07/11/2011 7:30 am EST


Peter Way

Founder and CIO, Peter Way Associates

Gold held its own during the market turbulence, but silver has been all over the place… that may be changing for the good, notes Peter Way in Block Traders' ETF Monitor.

Arriving at my first investment industry job, with a fresh-minted MBA and a still-untested BS in Economics, my employer’s spokesman—a renowned economist, advised me: “Only in the USA do they teach economics. Everywhere else in the world, they teach Political Economics.”

The longer I studied the investment scene, the more I came to understand just how much BS there is in the subject of economics. This was back in the late 1950s and early ‘60s, when computers were precious grunt-work machines, too valuable at handling great volumes of repetitious jobs to be squandered on the esoterica of economic theory—let alone pondering how to evaluate the future values of common stocks.

Politics then was dominated by world power balances and the Cold War, not by how a country might spend its way out of a recession or a foreign adventure.

Economics did not dominate US political considerations the way it has come to now. We were the 800-pound gorilla of military, business, and technology. The US dollar was the unquestioned world medium of exchange.

A wise person once said, “The only constant is change.” Now the rest of the world is catching up on many of the advantages we once had mostly to ourselves.

It remains to be seen how well we will compete in these increasingly rigorous surroundings. But some major changes in the country’s evolved political orientation must come about before the US is forced to join Rome, the UK, and other once-dominant governments.

One of the most apparent change factors in our lifetimes is evident in the field of communication. Some of us were born before TV. Many others before the Internet.

Most investment professionals alive today have seen markets evolve from stock quotes in fractions of a point to decimal numbers sometimes having five or more digits of significance. Along with that, new quotes and response times in nanoseconds.

When Greece’s (or any PIIGS) politicians get crazy with their country’s income and spending balance, it quickly gets transmitted to the worldwide, interconnected marketplace.

One not just dealing with bonds, but stocks, commodities, and currencies. And one where political patience can wear out, magnified by the anticipations of players in the marketplaces.

It can happen, even when the pig happens to control what at the moment is the world’s basic monetary exchange currency. If it does, the transformation from what has been to what may be next will be sudden.

We can hope that the ending of “quantitative easing,” and the implication that a QE3 or 4 is unlikely, will be followed by some real budgetary retrenchments. Like the flushing of a $6 to $7 billion a year methanol boondoggle.

Our government needs to be forced to prioritize its spending into those things that are constitutional and essential, instead of what helps private industry get a leg up on its competition.

How we do that, I don’t know, but it is evident that the whole beltway bureaucracy crowd, regardless of political party, is of a common mind to resist. What they have to sell is the power to plunder the treasury. It won’t be surrendered easily.

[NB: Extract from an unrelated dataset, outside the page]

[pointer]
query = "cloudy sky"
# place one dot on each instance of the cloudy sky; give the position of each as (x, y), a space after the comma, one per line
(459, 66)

Since an accelerator of change is the anticipation factor in markets, it is important that both citizens and investors stay alert to developments that may warn of deterioration in the attitude of ex-US investors toward the true value of the US dollar.

Another obvious arena is fixed-income investments, particularly US Government bonds. But for some time now, this has been a rigged, artificial market controlled by Federal Reserve actions, at the behest of the US Government. Our analysis in that domain has no meaning because of those conspirators.

Early and obviously, price change in gold has tracked the world’s evaluation of the dollar—from a $430 average in 2005 (itself a record) to $1550 now, an 18% a year depreciation.

Present gold-futures prices anticipate another 13% loss of value by 2016. Gold’s price path in ETFs has been fairly steady upwards, while silver has been volatile.

The silver market is much smaller and susceptible to influence by more limited amounts of capital, so our information from time to time can be quite productive. This may be such a time.